En todas las sociedades modernas existen dos clases de personas: 1) las que se relacionan directamente con los tribunales; y 2) las que se relacionan con ellos (los tribunales), pero no lo saben. Dentro del primer supuesto encontramos a muchísimos operadores del derecho, tales como abogados postulantes, autoridades, legisladores, académicos, peritos o personas que en su actuar cotidiano, debido a su profesión, tienen la necesidad de acudir a los órganos jurisdiccionales de manera cotidiana. En este grupo también encontramos a personas que, sin estar relacionadas con el estudio o aplicación del derecho, se ven envueltos en una contienda judicial, como sería el caso de los padres que se están divorciando o reclaman cuestiones inherentes a la custodia de menores y pensión alimenticia; el empresario que acude al amparo para controvertir un impuesto; el individuo que es acusado por el ministerio público de haber cometido un delito; las personas que denuncian un juicio sucesorio, etcétera.
Por otra parte, muchas otras personas pueden pasar toda su vida sin la necesidad de comparecer ante un juez.

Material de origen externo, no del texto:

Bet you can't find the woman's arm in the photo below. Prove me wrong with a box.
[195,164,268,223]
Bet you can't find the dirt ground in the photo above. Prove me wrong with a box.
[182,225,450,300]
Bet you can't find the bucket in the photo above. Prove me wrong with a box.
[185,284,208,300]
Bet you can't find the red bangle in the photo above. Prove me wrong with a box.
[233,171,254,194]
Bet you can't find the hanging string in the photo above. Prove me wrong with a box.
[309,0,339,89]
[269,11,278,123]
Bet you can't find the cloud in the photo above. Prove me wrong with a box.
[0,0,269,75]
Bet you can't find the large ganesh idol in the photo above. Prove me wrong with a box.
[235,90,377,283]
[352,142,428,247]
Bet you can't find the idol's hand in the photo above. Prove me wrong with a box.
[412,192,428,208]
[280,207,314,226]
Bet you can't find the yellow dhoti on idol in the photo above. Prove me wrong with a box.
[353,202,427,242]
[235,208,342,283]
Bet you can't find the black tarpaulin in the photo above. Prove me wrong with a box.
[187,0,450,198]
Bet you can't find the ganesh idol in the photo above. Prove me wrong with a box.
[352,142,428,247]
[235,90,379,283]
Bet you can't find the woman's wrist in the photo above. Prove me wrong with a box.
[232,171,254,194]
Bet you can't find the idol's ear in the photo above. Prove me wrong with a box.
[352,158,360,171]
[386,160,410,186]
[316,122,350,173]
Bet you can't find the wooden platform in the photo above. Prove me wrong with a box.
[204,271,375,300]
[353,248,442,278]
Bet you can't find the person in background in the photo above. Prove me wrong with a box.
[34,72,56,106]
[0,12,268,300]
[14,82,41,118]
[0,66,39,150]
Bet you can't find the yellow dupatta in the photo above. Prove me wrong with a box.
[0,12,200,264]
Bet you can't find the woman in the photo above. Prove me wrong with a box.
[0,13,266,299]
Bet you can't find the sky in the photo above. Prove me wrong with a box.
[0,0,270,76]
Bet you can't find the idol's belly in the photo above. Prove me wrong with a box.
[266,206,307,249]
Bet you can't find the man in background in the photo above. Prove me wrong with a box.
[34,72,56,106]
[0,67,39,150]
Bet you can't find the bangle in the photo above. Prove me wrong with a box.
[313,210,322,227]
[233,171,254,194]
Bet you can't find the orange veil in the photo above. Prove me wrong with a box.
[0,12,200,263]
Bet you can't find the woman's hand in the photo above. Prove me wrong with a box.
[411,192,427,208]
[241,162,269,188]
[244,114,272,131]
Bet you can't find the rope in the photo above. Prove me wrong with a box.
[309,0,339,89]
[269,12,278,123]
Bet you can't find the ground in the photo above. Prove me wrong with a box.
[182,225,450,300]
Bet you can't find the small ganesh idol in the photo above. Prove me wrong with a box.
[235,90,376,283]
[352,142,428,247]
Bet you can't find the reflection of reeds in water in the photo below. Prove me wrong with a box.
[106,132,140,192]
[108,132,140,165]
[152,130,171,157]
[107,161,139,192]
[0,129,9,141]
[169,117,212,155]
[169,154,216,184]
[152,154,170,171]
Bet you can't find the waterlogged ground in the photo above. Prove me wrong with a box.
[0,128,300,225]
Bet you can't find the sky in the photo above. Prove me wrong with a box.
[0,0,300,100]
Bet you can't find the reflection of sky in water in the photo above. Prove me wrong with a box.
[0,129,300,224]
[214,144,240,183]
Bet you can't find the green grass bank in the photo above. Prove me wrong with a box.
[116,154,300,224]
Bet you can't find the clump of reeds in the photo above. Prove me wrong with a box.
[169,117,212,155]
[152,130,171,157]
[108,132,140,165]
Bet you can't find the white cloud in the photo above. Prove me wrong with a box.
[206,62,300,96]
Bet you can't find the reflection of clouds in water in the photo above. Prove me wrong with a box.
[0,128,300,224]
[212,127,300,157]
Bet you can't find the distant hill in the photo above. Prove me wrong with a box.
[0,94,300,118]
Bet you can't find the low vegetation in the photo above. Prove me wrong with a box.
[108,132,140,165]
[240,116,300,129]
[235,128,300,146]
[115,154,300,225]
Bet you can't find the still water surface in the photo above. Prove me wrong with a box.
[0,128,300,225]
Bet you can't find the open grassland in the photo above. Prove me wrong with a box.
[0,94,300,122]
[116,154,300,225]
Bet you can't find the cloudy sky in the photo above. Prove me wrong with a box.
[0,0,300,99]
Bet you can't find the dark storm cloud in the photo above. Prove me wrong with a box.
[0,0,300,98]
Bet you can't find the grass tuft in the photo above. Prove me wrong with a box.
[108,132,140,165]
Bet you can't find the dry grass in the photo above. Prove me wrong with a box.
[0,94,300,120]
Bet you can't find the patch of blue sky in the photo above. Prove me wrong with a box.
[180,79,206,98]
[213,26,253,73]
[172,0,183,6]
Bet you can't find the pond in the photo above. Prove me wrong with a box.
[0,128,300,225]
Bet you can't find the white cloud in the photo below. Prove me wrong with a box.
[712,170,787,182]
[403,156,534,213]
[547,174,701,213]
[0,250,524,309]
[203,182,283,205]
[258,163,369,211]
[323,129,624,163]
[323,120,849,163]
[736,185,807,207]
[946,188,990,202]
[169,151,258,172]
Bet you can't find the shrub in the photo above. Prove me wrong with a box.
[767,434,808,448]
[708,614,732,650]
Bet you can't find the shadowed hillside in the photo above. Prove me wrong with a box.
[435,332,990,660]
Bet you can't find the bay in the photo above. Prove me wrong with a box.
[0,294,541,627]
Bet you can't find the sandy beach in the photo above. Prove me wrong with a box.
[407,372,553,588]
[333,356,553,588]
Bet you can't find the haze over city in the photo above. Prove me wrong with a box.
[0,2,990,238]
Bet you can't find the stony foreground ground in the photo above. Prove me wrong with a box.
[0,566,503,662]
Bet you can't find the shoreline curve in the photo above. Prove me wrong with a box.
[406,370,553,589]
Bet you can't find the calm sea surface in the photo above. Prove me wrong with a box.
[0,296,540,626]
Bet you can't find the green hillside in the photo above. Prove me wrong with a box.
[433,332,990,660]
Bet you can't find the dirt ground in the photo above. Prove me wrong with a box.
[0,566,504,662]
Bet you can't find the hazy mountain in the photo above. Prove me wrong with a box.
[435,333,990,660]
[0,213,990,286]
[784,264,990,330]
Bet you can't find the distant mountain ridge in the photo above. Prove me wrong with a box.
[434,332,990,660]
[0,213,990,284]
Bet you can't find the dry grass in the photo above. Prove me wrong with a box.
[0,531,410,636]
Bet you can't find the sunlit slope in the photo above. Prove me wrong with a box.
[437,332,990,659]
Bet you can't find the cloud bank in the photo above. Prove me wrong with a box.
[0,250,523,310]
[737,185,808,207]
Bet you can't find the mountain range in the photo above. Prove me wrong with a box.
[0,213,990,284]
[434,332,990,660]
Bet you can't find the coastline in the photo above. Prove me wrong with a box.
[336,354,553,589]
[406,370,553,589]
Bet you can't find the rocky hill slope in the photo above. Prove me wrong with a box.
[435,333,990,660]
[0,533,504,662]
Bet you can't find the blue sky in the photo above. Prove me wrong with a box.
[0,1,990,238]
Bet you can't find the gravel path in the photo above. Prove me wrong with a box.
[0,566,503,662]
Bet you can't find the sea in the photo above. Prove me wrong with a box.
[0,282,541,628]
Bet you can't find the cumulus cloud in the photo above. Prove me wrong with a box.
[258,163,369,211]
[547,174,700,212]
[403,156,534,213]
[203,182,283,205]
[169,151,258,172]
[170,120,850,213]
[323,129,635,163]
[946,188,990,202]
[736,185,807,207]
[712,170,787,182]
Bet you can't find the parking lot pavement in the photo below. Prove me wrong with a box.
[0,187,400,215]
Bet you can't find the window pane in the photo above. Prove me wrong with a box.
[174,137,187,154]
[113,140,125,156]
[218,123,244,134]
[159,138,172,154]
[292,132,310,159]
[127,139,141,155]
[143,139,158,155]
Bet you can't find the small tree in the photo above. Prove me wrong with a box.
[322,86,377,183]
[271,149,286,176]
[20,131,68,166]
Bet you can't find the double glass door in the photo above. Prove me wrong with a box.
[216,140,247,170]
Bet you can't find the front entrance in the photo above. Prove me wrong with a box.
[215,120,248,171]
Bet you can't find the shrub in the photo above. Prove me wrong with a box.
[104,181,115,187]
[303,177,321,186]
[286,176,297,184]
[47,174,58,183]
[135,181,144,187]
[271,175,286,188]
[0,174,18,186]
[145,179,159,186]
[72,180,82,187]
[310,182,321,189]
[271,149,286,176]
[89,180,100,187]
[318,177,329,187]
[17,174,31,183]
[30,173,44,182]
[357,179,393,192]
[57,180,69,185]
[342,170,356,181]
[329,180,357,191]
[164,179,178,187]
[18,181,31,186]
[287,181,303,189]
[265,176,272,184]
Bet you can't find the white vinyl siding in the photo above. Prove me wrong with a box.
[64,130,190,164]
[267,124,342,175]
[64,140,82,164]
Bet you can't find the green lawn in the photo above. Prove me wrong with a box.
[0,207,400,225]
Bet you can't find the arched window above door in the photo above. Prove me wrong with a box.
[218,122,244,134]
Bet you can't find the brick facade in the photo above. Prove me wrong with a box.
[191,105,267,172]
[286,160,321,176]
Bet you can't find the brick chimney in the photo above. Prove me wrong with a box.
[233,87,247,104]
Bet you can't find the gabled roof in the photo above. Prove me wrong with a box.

Esta parte de la sociedad es la que integra el segundo grupo de individuos al que hice referencia en el párrafo anterior, ya que tienen una relación con los tribunales, pero no está conscientes de ello. Lo anterior, ya que muchas veces la decisiones judiciales suelen tener un impacto – mayor o menor – en la vida diaria de todos los ciudadanos.
Por ejemplo, a los tribunales de México ha tocado resolver qué hora es la Ciudad de México (recordemos la controversia constitucional planteada por la capital del país, que no quería adoptar el horario del resto del país); los órganos jurisdiccionales pueden anular elecciones, con la consecuente obligación de los ciudadanos a emitir su voto nuevamente; los vasos desechables que contienen bebidas como té o café contienen una leyenda advirtiendo los peligros de quemarse, pues ello derivó de una demanda interpuesta en Estados Unidos por una mujer que derramó su café en las piernas; los aficionados a series policiacas norteamericanas están acostumbrados a escuchar, cuando detienen a un sospechoso, la famosa frase de “puede guardar silencio, todo lo que diga podrá y será usado en su contra …”, la cual derivó, también, de una sentencia de la corte estadounidense.
Los tribunales pueden corregir prácticas sociales que violan el derecho a la igualdad de algún sector de la población. Recordemos que en la década de los 50s, por ejemplo, la Corte Suprema de Estados Unidos emitió una serie de resoluciones para terminar con la segregación racial en las escuelas. En la actualidad, nuestra Suprema Corte de Justicia de la Nación (SCJN) ha emitido importantes jurisprudencias que declaran inconstitucional las legislaciones que prohíben el matrimonio igualitario.
Pero no todo es miel sobre hojuelas, puesto que los tribunales pueden convalidar prácticas sociales deleznables o violaciones a derechos humanos establecidas por el legislador. El primer supuesto lo encontramos en la historia de nuestro país vecino del norte, donde la Corte Suprema, bajo la teoría de “iguales, pero separados”, aprobó la segregación racial en esa nación. El segundo caso a que me refiero, lo encontramos en la jurisprudencia mexicana, que a principios del siglo pasado estimó legal la prohibición establecida en el Código Civil de Sonora de las mujeres mexicanas a contraer matrimonio con “individuos de raza china”.
Los anteriores son solo algunos ejemplos de cómo los tribunales influyen en la vida diaria de todas las personas, ya sea de manera directa o indirecta. Como hemos visto, los órganos jurisdiccionales de cualquier fuero o jerarquía, sobre todo los tribunales cúspide, como serían la Suprema Corte de Justicia de la Nación o el Tribunal Electoral del Poder Judicial Federal, amplían, modulan o restringen derechos humanos; pueden ser los paladines de los indefensos o sus verdugos. De ahí la importancia que, bajo el paradigma de justicia abierta, la sociedad se interese, analice y, en su caso, critique lo que resuelven sus jueces; de igual manera, participe de manera activa en los procedimientos de elección de sus juzgadores, pues no puede permanecer indiferente a lo que haga un poder del Estado tan importante que, como hemos visto, trasciende a la vida social, económica y política del país.